You could find a general symbolic Fourier coefficient for a linear polynomial and use the formula to integrate the interpolating function piecewise. If you're content with machine precision (double precision), then you can Compile it for really great speed.

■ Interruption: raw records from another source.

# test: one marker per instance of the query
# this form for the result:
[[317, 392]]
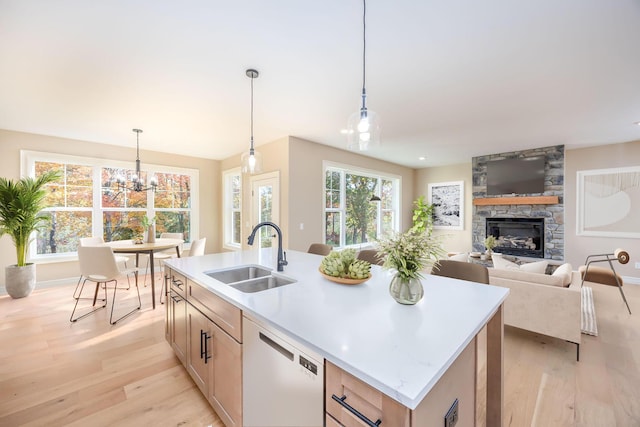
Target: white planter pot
[[20, 281], [150, 236]]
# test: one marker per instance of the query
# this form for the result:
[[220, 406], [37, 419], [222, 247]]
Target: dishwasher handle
[[277, 347], [354, 411]]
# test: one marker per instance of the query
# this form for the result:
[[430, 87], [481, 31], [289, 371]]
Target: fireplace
[[518, 236]]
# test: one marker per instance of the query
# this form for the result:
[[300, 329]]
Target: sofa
[[548, 304]]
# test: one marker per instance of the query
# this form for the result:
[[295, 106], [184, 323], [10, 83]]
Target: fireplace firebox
[[518, 236]]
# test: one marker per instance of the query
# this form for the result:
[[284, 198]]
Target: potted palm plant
[[20, 205]]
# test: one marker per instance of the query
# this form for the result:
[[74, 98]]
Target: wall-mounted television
[[523, 175]]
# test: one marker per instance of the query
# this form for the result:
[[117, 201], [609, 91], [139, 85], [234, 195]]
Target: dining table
[[131, 247]]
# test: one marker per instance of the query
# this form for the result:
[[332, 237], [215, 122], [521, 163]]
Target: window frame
[[345, 169], [228, 210], [29, 158]]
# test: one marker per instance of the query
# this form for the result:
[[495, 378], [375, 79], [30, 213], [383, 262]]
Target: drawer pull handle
[[367, 421]]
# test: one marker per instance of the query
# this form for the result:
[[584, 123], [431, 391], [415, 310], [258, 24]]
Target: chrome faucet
[[282, 256]]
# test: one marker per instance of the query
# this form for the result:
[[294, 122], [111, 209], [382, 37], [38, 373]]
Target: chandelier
[[137, 183]]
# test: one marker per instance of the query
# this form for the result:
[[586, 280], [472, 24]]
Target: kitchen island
[[401, 351]]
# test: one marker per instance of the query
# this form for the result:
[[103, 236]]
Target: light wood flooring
[[89, 373]]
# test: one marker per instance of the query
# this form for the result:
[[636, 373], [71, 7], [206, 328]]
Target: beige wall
[[578, 247], [301, 186], [307, 185], [275, 156], [454, 240], [209, 172]]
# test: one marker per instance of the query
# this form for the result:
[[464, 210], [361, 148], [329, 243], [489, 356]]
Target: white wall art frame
[[448, 201], [608, 202]]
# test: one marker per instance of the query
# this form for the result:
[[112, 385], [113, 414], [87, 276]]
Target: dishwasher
[[282, 381]]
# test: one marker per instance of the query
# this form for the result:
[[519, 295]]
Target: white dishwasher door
[[282, 382]]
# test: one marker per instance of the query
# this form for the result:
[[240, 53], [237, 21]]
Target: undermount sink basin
[[262, 283], [250, 278], [237, 274]]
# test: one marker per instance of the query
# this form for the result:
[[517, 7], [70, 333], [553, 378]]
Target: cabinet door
[[177, 307], [226, 379], [199, 348]]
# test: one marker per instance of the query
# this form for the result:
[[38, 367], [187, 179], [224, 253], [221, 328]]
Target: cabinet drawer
[[227, 316], [362, 398], [177, 283]]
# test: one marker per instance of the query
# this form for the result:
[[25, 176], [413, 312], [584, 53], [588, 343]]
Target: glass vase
[[406, 290]]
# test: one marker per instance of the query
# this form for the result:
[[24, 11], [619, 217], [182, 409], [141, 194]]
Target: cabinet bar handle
[[367, 421]]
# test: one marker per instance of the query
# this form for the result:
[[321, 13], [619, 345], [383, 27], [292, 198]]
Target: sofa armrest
[[548, 310]]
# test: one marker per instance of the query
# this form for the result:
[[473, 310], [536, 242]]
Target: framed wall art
[[447, 199], [608, 202]]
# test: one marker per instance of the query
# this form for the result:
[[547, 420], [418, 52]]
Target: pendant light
[[363, 128], [137, 183], [251, 161]]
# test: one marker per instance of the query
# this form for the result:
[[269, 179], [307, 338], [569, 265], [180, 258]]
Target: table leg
[[153, 282], [495, 368]]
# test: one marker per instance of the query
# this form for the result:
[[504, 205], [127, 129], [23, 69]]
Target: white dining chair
[[160, 256], [99, 241], [98, 264], [197, 247]]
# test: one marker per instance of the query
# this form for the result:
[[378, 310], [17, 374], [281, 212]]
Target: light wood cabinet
[[361, 402], [198, 325]]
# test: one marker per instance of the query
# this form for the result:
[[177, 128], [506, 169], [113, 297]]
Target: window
[[350, 218], [232, 216], [83, 202]]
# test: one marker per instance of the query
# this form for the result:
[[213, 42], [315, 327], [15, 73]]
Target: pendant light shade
[[363, 127], [252, 160]]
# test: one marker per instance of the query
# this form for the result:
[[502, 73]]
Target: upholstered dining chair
[[371, 256], [461, 270], [99, 241], [98, 264], [163, 255], [319, 249]]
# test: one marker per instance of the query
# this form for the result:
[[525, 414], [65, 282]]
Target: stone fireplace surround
[[552, 214]]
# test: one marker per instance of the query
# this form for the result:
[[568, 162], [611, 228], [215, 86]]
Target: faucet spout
[[282, 256]]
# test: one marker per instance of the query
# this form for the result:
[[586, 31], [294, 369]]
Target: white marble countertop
[[400, 350]]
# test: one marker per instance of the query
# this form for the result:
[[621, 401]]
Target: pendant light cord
[[364, 52], [251, 114]]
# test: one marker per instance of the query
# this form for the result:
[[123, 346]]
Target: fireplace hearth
[[518, 236]]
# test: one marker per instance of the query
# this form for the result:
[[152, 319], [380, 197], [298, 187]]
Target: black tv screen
[[523, 175]]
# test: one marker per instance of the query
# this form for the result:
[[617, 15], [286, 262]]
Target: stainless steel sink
[[262, 283], [250, 278], [238, 274]]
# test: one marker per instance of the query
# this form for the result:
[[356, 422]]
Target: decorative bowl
[[345, 281]]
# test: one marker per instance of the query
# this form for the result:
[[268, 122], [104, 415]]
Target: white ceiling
[[450, 79]]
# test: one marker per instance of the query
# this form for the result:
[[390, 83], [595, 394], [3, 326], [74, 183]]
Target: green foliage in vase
[[20, 205], [411, 252], [422, 216]]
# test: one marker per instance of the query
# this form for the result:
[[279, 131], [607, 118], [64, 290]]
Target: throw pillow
[[539, 267], [459, 257], [565, 271]]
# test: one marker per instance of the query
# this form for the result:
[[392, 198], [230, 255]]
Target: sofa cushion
[[564, 271], [501, 277], [539, 267], [502, 264]]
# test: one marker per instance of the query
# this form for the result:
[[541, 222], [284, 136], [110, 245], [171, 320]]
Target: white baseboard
[[631, 280], [46, 284]]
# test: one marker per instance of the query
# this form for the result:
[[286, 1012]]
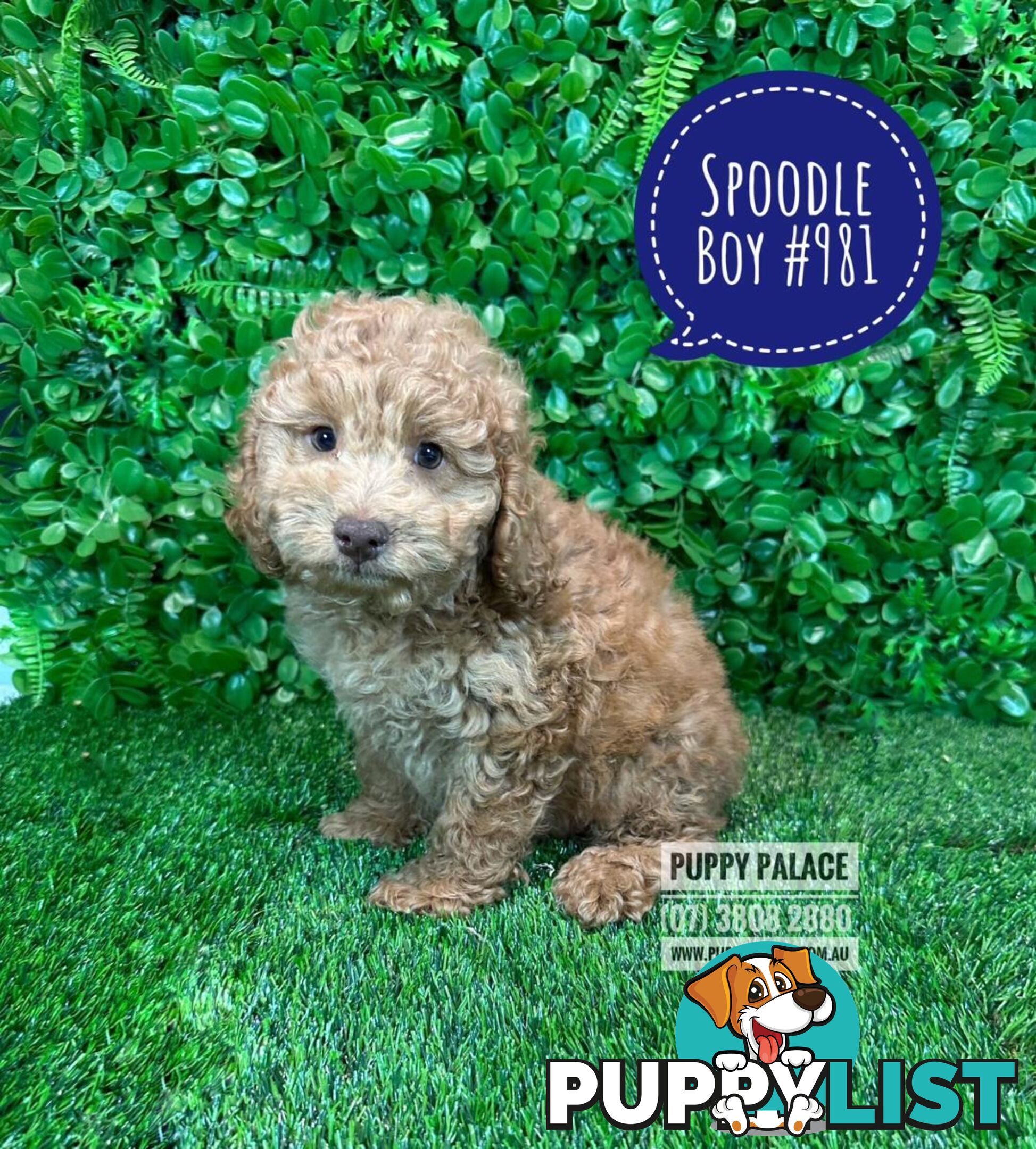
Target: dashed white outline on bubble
[[677, 340]]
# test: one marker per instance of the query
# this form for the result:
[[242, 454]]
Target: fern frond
[[32, 650], [619, 104], [958, 443], [665, 85], [76, 27], [994, 338], [122, 55], [275, 283]]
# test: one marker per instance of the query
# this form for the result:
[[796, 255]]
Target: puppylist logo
[[767, 1038], [767, 1031]]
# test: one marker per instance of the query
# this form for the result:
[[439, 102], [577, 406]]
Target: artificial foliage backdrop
[[177, 180]]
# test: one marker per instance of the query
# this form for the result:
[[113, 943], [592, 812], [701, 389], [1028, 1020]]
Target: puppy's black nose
[[810, 997], [360, 538]]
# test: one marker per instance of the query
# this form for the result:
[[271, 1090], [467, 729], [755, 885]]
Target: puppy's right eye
[[324, 438]]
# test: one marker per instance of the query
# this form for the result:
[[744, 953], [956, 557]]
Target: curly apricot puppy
[[512, 664]]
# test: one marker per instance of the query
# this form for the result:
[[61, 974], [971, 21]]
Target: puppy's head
[[388, 456], [764, 997]]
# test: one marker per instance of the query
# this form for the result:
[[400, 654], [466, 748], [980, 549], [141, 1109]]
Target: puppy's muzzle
[[360, 539], [810, 997]]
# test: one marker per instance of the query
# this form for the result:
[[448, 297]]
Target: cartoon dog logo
[[765, 999]]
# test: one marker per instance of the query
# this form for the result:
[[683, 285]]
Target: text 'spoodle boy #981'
[[512, 664]]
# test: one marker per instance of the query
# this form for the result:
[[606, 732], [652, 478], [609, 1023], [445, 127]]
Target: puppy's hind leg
[[672, 793], [610, 882]]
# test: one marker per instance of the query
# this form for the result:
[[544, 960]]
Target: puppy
[[764, 999], [512, 664]]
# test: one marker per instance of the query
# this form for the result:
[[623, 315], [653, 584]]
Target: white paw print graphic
[[801, 1112]]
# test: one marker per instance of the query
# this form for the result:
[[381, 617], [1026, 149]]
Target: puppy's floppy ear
[[712, 991], [243, 520], [798, 962]]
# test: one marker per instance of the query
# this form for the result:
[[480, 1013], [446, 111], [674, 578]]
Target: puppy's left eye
[[324, 438], [428, 455]]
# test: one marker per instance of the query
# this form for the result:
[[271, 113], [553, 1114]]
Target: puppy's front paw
[[801, 1112], [732, 1110], [411, 891], [367, 821]]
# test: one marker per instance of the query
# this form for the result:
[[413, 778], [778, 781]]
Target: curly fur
[[512, 664]]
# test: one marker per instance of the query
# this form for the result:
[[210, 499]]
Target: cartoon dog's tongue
[[769, 1044]]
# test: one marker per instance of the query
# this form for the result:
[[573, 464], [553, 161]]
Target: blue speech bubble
[[785, 219]]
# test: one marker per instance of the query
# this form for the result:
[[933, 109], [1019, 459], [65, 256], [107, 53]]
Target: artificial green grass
[[185, 962]]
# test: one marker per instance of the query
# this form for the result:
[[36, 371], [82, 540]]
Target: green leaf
[[201, 104], [19, 34], [1013, 700]]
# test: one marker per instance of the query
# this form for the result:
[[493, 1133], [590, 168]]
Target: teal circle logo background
[[697, 1039]]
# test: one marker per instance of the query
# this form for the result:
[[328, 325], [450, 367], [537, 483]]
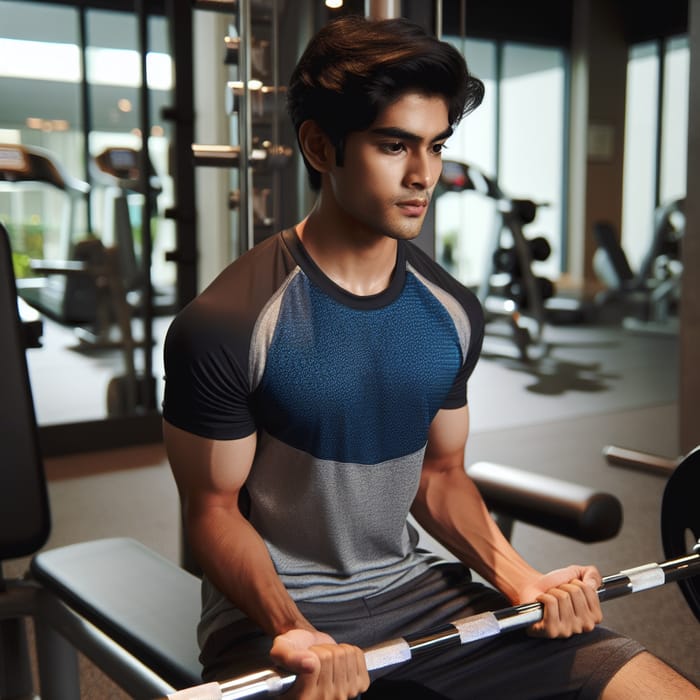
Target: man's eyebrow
[[398, 133]]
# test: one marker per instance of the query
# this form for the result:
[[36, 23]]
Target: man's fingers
[[570, 608]]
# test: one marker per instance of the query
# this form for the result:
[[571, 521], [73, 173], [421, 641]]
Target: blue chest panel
[[357, 385]]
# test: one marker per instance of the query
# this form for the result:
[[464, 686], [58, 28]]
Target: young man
[[316, 393]]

(* Basic integral formulas *)
ClearAll[cn0];
cn0[0][{t0_, t1_}, {x0_, x1_}] = (* k == 0 is a special case *)
    Integrate[(x0 + (x1 - x0)/(t1 - t0) (t - t0))*
     Exp[-I*2*Pi*k*t/T]/T /. k -> 0,
   {t, t0, t1}];
cn0[k_][{t0_, t1_}, {x0_, x1_}] =
  Integrate[(x0 + (x1 - x0)/(t1 - t0) (t - t0))*Exp[-I*2*Pi*k*t/T]/T,
   {t, t0, t1}];

(* Coefficient function *)
Clear[cn];
cn[0] = Total@
   MapThread[ (* map over interpolation segments *)
    cn0[0],
    {Partition[funX, 2, 1], Partition[fun, 2, 1]}];
cn[k_] = Total@
   MapThread[
    cn0[k],
    {Partition[funX, 2, 1], Partition[fun, 2, 1]}];

(* Compiled version *)
cnC = With[ (* basic integrals *)
   {i0 = Function[{t0, t1, x0, x1}, (* k == 0 is a special case *)
            Evaluate@
       Integrate[(x0 + (x1 - x0)/(t1 - t0) (t - t0))*
          Exp[-I*2*Pi*k*t/T]/T /. k -> 0,
        {t, t0, t1}]],
    i = Function[{t0, t1, x0, x1}, 
      Evaluate@
       Integrate[(x0 + (x1 - x0)/(t1 - t0) (t - t0))*
         Exp[-I*2*Pi*k*t/T]/T,
        {t, t0, t1}]]},
   Compile[{{k, _Integer}, {t, _Real, 1}, {x, _Real, 1}},
    Total@If[k == 0,
      i0[Most[t], Rest[t], Most[x], Rest[x]], (* vectorized for speed *)   
      i[Most[t], Rest[t], Most[x], Rest[x]]]
    ]];

Checks and comparison of speeds:

(* OP's method for comparison *)
cn1[k_] := 
  NIntegrate[funINT[t]*Exp[-I*2*Pi*k*t/T]/T, {t, -T/2, T/2}, 
   Method -> "Trapezoidal"];

res1 = Table[cn1[k], {k, 0, 5}] // AbsoluteTiming
res2 = Table[cn[k], {k, 0, 5}] // AbsoluteTiming
res3 = Table[cnC[k, funX, fun], {k, 0, 5}] // AbsoluteTiming
(*
{6.41549, {0.0509924, 0.0485667 + 0.000384561 I, 
  0.0489479 + 0.000373475 I, 0.0489737 + 0.000976852 I, 
  0.0459565 + 0.00132399 I, 0.0452069 + 0.000833868 I}}

{0.154046, {0.0509924, 0.0485667 + 0.000384561 I, 
  0.0489479 + 0.000373475 I, 0.0489737 + 0.000976852 I, 
  0.0459565 + 0.00132399 I, 0.0452069 + 0.000833868 I}}

{0.001207, {0.0509924 + 0. I, 0.0485667 + 0.000384561 I, 
  0.0489479 + 0.000373475 I, 0.0489737 + 0.000976852 I, 
  0.0459565 + 0.00132399 I, 0.0452069 + 0.000833868 I}}
*)

res1 - res2
res2 - res3
(*
{6.26145, {-6.245*10^-17, -1.27026*10^-10 - 3.56074*10^-10 I, 
  5.71595*10^-12 - 8.24057*10^-11 I, -5.08276*10^-10 - 
   1.50366*10^-11 I, 
  8.25427*10^-11 - 4.73669*10^-10 I, -3.07932*10^-10 + 
   1.72791*10^-10 I}}

{0.152839, {-1.38778*10^-17 + 0. I, -3.7817*10^-15 - 1.49451*10^-14 I,
   1.1019*10^-14 - 3.11627*10^-15 I, -1.10328*10^-15 - 
   2.62073*10^-15 I, -3.42781*10^-15 - 8.26162*10^-17 I, 
  1.88738*10^-15 - 1.13711*10^-15 I}}
*)

So cn is almost 50 times faster than NIntegrate and cnC is over 100 times faster than cn.